In 2015, the Colombians said they had found the ship, independently of the information provided by the Americans, on a different part of the sea bed. Since then they have argued that Glocca Mora, now known as Sea Search Armada, has no right to the ship or its treasure.
The Spanish state has staked its claim, arguing that the San José and its cargo remains state property, and indigenous groups from Bolivia and Peru say they are entitled to at least a part of the booty.
They argue that it is not Spanish treasure because it was plundered by the Spanish from mines in the Andes during the colonial period.
“That wealth came from the mines of Potosí in the Bolivian highlands,” says Samuel Flores, a representative of the Qhara Qhara people, one of the indigenous groups.
“This cargo belongs to our people – the silver, the gold – and we think it should be raised from the sea bed to stop treasure hunters looting it. How many years have gone by? Three hundred years? They owe us that debt.”
The Colombians have released tantalising videos of the San José, taken with submersible cameras. They show the prow of a wooden ship, encrusted with marine life, a few bronze cannons scattered across the sand, and blue-and-white porcelain and gold coins shining on the ocean floor.
As part of its court case at the Hague, Sea Search Armada commissioned a study of the cargo. It estimates its value at $7-18bn.
“This treasure that sank with the ship included seven million pesos, 116 steel chests full of emeralds, 30 million gold coins,” says Rahim Moloo, the lawyer representing Sea Search Armada. He described it as “the biggest treasure in the history of humanity”.
Others are less convinced.
“I try to resist giving present-day estimates of anything,” says Ms Rahn Phillips.
"If you’re talking about gold and silver coins, do we make an estimate based on the weight of the gold now? Or do we look at what collectors might pay of these gold coins?
"To me it’s almost meaningless to try to come up with a number now. The estimates of the treasure hunters, to me, they’re laughable.”
While the San José is often described as the holy grail of shipwrecks, it is – according to the United Nations - just one of around three million sunken vessels on our ocean floors. There is often very little clarity over who owns them, who has the right to explore them, and – if there is treasure on board – who has the right to keep it.
In 1982, the United Nations adopted the Convention on the Law of the Sea, external – often described as “the constitution of the oceans”, but it says very little about shipwrecks. Because of that, the UN adopted a second set of rules in 2001 – the Unesco Underwater Cultural Heritage 2001 Convention., external
That says far more about wrecks, but many countries have refused to ratify it, fearing it will weaken their claim to riches in their waters. Colombia and the US, for example, have not signed it.

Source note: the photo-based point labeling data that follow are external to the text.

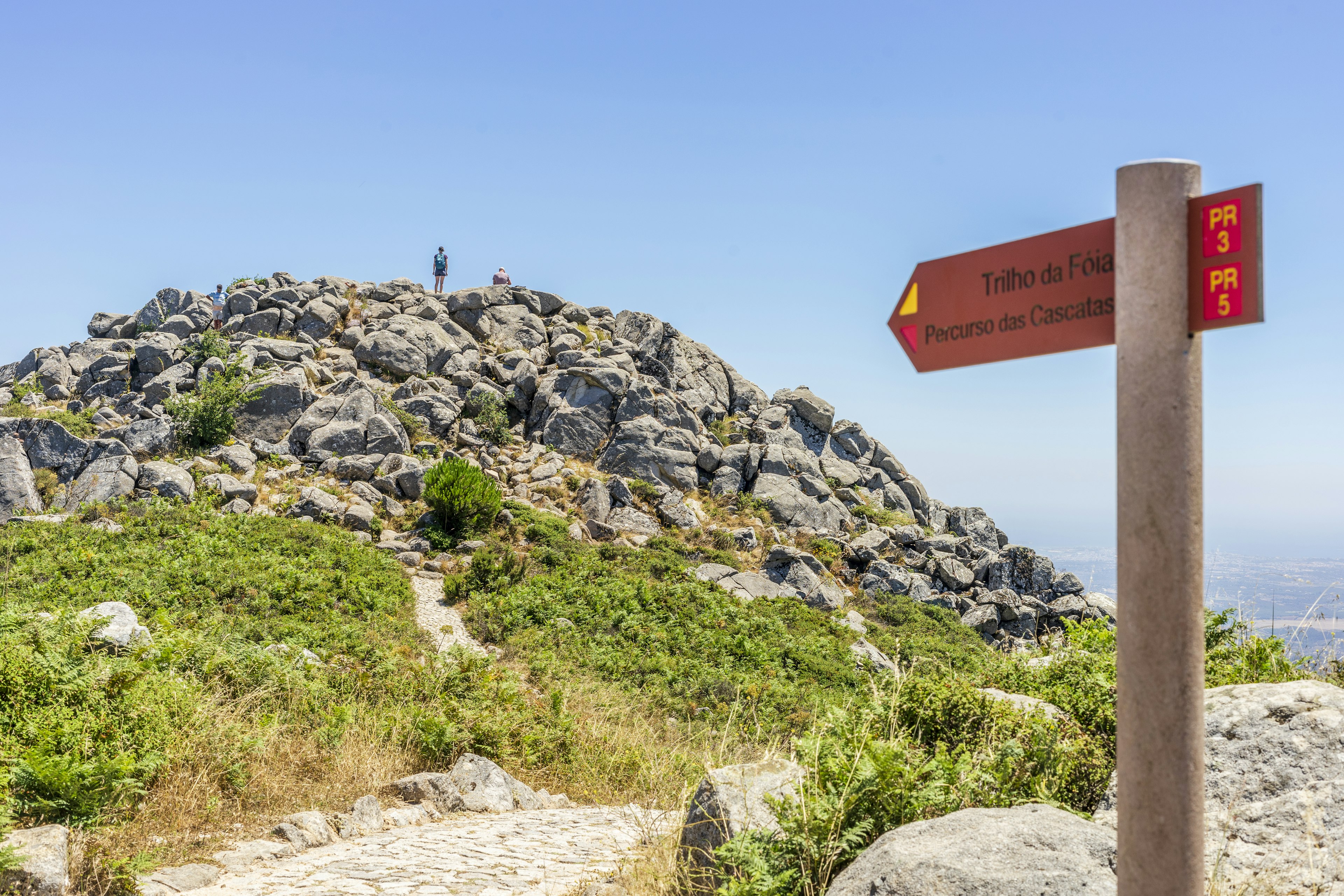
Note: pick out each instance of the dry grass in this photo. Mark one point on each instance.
(187, 816)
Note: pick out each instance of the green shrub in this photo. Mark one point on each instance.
(48, 484)
(78, 424)
(492, 421)
(646, 491)
(826, 551)
(722, 428)
(464, 500)
(1236, 655)
(86, 733)
(920, 749)
(206, 414)
(213, 344)
(881, 516)
(409, 424)
(675, 643)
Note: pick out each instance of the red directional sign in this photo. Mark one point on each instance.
(1037, 296)
(1057, 292)
(1226, 288)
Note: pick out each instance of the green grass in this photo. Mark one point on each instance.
(78, 425)
(93, 737)
(92, 731)
(674, 643)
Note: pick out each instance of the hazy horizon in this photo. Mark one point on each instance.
(763, 176)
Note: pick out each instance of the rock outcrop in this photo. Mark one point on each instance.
(1025, 851)
(341, 365)
(729, 803)
(1273, 785)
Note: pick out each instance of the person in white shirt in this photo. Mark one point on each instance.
(217, 306)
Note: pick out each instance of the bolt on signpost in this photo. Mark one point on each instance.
(1170, 265)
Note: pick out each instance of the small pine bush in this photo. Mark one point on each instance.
(492, 421)
(206, 414)
(48, 484)
(644, 491)
(409, 424)
(213, 344)
(464, 500)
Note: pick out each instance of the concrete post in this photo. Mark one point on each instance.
(1160, 538)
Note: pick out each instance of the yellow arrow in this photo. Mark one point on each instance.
(912, 303)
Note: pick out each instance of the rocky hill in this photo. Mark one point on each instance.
(359, 386)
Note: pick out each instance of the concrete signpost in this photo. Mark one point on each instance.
(1170, 265)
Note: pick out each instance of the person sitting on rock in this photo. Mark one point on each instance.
(440, 271)
(217, 306)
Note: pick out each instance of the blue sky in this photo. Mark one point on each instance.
(765, 176)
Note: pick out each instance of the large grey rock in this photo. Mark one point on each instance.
(319, 320)
(1025, 851)
(281, 350)
(1022, 570)
(595, 500)
(155, 352)
(237, 458)
(975, 523)
(366, 817)
(386, 436)
(276, 404)
(804, 577)
(646, 449)
(46, 864)
(105, 323)
(791, 506)
(808, 406)
(983, 617)
(1273, 785)
(50, 447)
(854, 440)
(1066, 583)
(955, 574)
(147, 439)
(182, 879)
(18, 488)
(121, 629)
(729, 803)
(392, 352)
(634, 522)
(111, 473)
(436, 788)
(167, 480)
(573, 415)
(315, 503)
(484, 786)
(230, 487)
(440, 410)
(336, 424)
(644, 331)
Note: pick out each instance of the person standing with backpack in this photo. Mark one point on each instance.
(217, 306)
(440, 271)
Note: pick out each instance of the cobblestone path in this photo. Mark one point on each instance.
(440, 620)
(544, 852)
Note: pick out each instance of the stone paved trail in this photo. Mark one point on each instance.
(545, 852)
(440, 620)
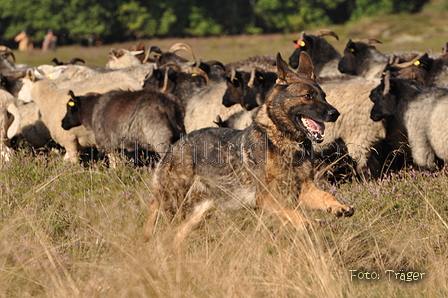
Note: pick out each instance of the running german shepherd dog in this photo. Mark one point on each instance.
(268, 165)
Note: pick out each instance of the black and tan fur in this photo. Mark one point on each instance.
(267, 165)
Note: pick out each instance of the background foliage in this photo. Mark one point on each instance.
(88, 21)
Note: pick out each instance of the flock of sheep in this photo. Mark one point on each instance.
(141, 102)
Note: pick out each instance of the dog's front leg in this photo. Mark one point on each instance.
(315, 198)
(273, 206)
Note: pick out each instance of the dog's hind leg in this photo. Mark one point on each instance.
(315, 198)
(192, 220)
(270, 204)
(153, 211)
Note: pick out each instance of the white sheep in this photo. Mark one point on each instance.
(9, 122)
(123, 58)
(354, 127)
(422, 111)
(52, 101)
(204, 106)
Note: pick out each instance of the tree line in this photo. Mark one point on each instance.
(90, 21)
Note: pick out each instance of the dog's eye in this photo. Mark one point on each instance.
(307, 96)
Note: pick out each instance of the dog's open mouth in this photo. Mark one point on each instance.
(314, 128)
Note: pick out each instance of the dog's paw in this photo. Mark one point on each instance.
(342, 210)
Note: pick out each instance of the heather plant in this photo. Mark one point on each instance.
(76, 231)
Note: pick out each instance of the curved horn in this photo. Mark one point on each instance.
(14, 127)
(386, 83)
(371, 41)
(181, 46)
(410, 62)
(324, 32)
(250, 84)
(172, 65)
(199, 71)
(30, 74)
(165, 81)
(232, 74)
(7, 51)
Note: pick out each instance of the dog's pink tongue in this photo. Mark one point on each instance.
(313, 125)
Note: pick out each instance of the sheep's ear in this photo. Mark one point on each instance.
(386, 81)
(306, 66)
(30, 74)
(283, 71)
(71, 94)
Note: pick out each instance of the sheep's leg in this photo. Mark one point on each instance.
(267, 202)
(191, 222)
(422, 152)
(315, 198)
(153, 211)
(71, 154)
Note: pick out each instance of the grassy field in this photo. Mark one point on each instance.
(425, 31)
(75, 231)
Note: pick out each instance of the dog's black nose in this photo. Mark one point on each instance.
(333, 114)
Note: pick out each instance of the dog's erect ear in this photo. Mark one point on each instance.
(306, 66)
(283, 71)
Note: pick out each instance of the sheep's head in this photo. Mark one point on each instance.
(71, 118)
(123, 58)
(314, 45)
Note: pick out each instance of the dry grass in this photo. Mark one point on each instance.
(419, 32)
(71, 231)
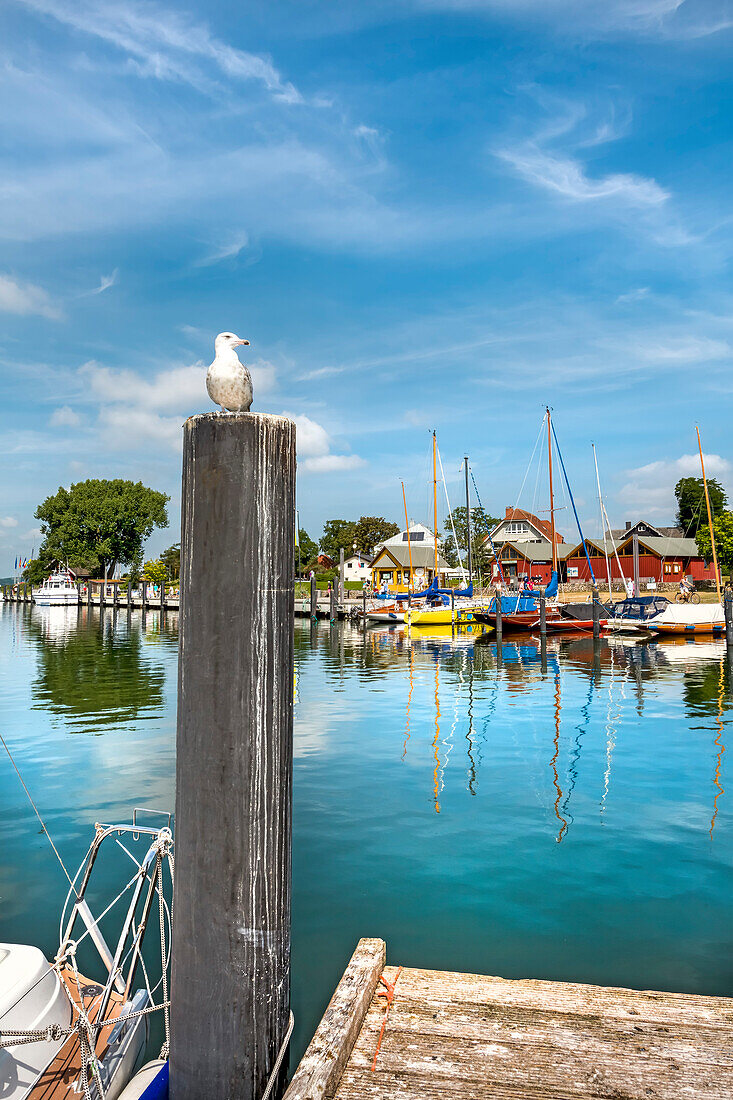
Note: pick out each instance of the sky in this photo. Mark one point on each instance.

“The legal framework right now is neither clear nor comprehensive,” says Michail Risvas, a lawyer at Southampton University in the UK. A specialist in international arbitration and maritime disputes, he adds: “I’m afraid international law does not have clear-cut answers.”
For many archaeologists, wrecks like the San José should be left in peace and explored “in situ” – on the ocean floor.
“If you just go down and take lots of artefacts and bring them to the surface, you just have a pile of stuff. There’s no story to tell,” says Rodrigo Pacheco Ruiz, a Mexican deep-sea diver who has explored dozens of wrecks around the world.
“You can just count coins, you can count porcelain, but there is no ‘why was this on board? Who was the owner? Where was it going?’ – the human story behind it.”
Juan Guillermo Martín, a Colombian maritime archaeologist who has followed the case of the San José closely, agrees.
“The treasure of the San José should remain at the bottom of the sea, along with the human remains of the 600 crew members who died there,” he says. “The treasure is part of the archaeological context, and as such has no commercial value. Its value is strictly scientific.”